Yes.  Those teachers who died trying to confront school shooters were bad teachers.  A good teacher would have stayed out of the shooters' way and let them continue their massacres unimpeded.

Unfortunately I think I need to point out that this post is sarcasm.  Consider it pointed out.


----------



## Woodznutz (Jun 17, 2022)

Hellbilly said:


> It’s the teachers job to teach children, not to kill for them.


And to die with them if need be?


----------



## Woodznutz (Jun 17, 2022)

Hellbilly said:


> It’s the teachers' job to teach children...


That would be an interesting debate as well.


----------



## initforme (Jun 18, 2022)

Want teachers to carry?   No problem.  Add a yearly stipend of at least 10 grand per year as a start.


----------



## C_Clayton_Jones (Jun 18, 2022)

Canon Shooter said:


> Armed Teachers..


...is still an idiotic idea.


----------



## The Sage of Main Street (Jun 18, 2022)

Canon Shooter said:


> After every school shooting the conversation, sooner or later, becomes a discussion of whether or not we should allow teachers to be armed.
> 
> I believe we should.
> 
> ...


*Liberalism Is a Death Wish, Which Quickly Turns Into a Kill Wish*

It would be a bad idea except that we live in bad times, which makes it a good idea.  We can't live in the liberal fantasy that there are no bad people except THOSE HORRIBLE WHITE PEOPLE.  Under that perspective, they turned the fake-victimized bad people loose on us and also, with their creation of toxic entertainment, made harmless depressed losers into excited predators.


----------



## C_Clayton_Jones (Jun 18, 2022)

Canon Shooter said:


> You're retarded.
> 
> A Presidential candidate from the left said he would go after them.
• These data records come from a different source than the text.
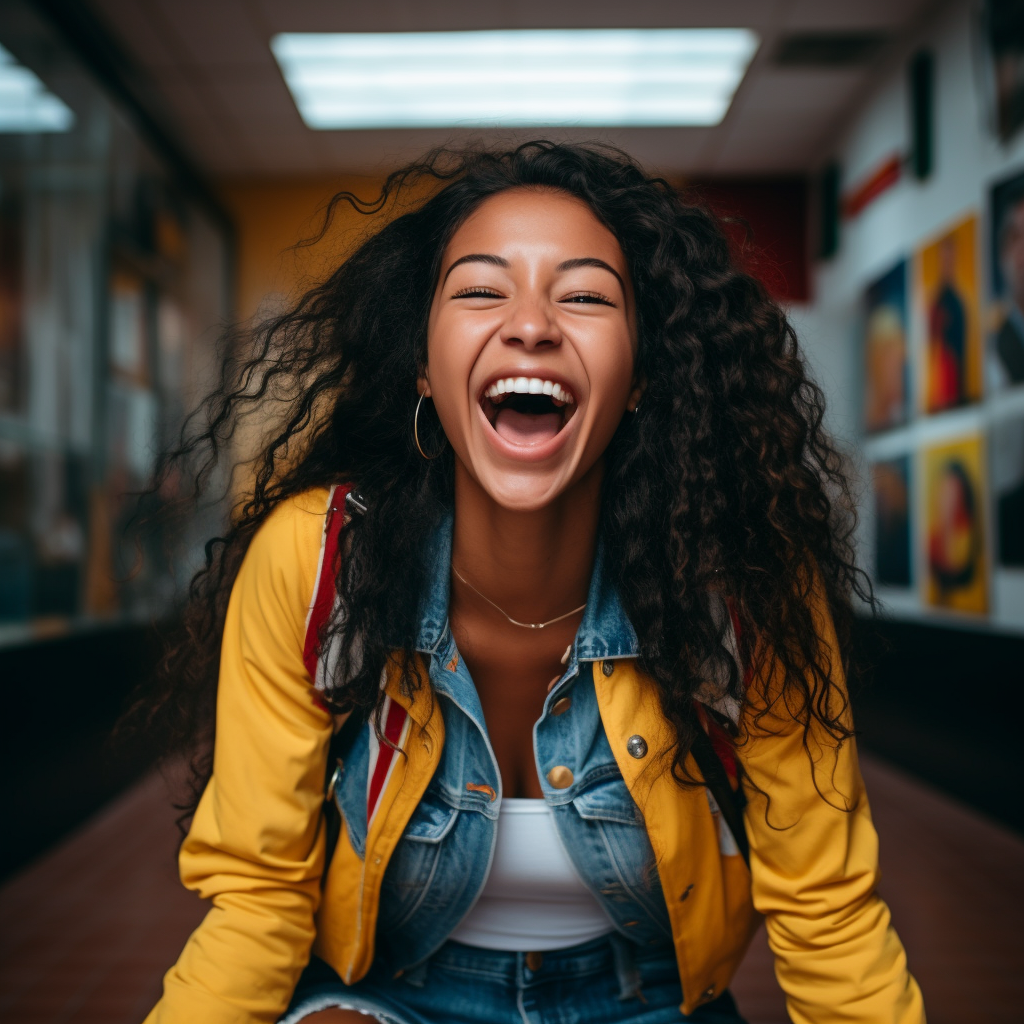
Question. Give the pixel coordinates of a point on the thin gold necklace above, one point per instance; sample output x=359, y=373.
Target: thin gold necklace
x=524, y=626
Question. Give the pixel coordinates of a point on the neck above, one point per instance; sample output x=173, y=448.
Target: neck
x=536, y=564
Of course democrats haven't put forth such a bill, simply because they know that decent Americans would never stand for it. But when Irish Bob stands up and says what he said, and the crowd goes nuts for it, good, decent Americans should take notice...


You’re a liar.

There is no legislation proposed by Democrats that seeks to ‘ban’ guns or ‘confiscate’ firearms; there is no serious leader in the Democratic Party advocating for ‘banning’ guns or ‘confiscating’ firearms.


----------



## C_Clayton_Jones (Jun 18, 2022)

Woodznutz said:


> The children are the sacrificial lambs because teachers refuse to protect them. And the teachers sacrifice themselves along with the lambs.
> 
> By not being prepared to protect the kids they are "teaching" them that they have no responsibility for their own safety but must always rely on someone else to protect them. That people are arming themselves by the millions (as adults) shows that they have finally come to their senses and have rejected their teacher's past (tacit) instructions in this regard.
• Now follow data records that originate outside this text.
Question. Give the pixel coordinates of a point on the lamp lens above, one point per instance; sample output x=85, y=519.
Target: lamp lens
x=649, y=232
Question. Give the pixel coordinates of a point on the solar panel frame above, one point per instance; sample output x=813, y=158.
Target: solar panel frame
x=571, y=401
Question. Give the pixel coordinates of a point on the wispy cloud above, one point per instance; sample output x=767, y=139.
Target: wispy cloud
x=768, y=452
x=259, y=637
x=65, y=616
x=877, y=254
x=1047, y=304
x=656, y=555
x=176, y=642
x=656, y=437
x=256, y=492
Clearly you don’t know anything about handguns – semi-automatic pistols in particular.

It takes years of training and experience to be proficient with a semi-auto; shooting at a stationary target in the controlled environment of a pistol range in no manner prepares someone for the chaos of an actual active shooter event.

Not only will armed teachers fail to prevent a mass school shooting, but unqualified, inexperienced teachers would end up killing children and other innocent bystanders.
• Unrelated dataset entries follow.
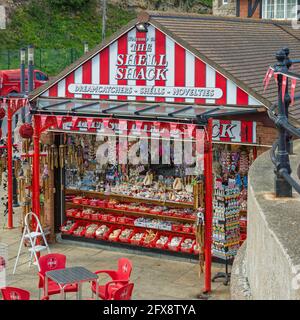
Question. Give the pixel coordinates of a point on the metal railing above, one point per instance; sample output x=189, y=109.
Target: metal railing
x=278, y=113
x=51, y=61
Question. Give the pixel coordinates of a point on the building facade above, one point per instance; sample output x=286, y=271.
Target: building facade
x=257, y=9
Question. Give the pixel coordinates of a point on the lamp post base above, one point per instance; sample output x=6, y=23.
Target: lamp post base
x=282, y=188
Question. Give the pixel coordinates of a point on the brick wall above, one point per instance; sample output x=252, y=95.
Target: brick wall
x=220, y=9
x=265, y=135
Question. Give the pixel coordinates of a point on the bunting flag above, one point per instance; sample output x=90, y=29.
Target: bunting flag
x=74, y=123
x=173, y=126
x=138, y=125
x=43, y=120
x=89, y=122
x=293, y=87
x=284, y=83
x=105, y=123
x=59, y=121
x=123, y=125
x=191, y=128
x=268, y=77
Arming teachers is unmitigated idiocy.


----------



## flan327 (Jun 18, 2022)

Moonglow said:


> Arm the teachers, disarm the cops.


Wow 

Wow

WOW


----------



## flan327 (Jun 18, 2022)

OhPleaseJustQuit said:


> So fuck it.  Let the little rugrats keep dying.


What is WRONG WITH YOU?


----------



## Cardinal Carminative (Jun 18, 2022)

Canon Shooter said:


> Opponents of this idea are quick to say that it's a bad idea, yet, thus far, every single one has failed to offer a valid reason as to why it would be a bad idea.



It's a bad idea for a number of reasons:

1. Literally no person went into teaching elementary school so they could act as a first-responder gunslinger

2. There is no value in turning America into an armed encampment.  If you can't solve the problem without adding MORE GUNS then your solution is a sign of mental illness.

3. This happens almost NO WHERE ELSE ON THE PLANET with the frequency it does here.  Yet every other place on earth has exactly the same type of creatures (humans) with the full set of evils and mental illnesses.  The big difference is America LOVES GUNS.  We need to fix that, not just bring more guns into ridiculous places.

I honestly wish gun advocates would wake up one day and realize how fucked up it is to suggest ARMING TEACHERS as a SOLUTION!

The gun advocates have now turned America into a hellscape that is NOT worthy of respect, NOT worthy of defense.  It is quickly becoming a killing field.

Let's GROW UP.


----------



## Cardinal Carminative (Jun 18, 2022)

OhPleaseJustQuit said:


> So fuck it.  Let the little rugrats keep dying.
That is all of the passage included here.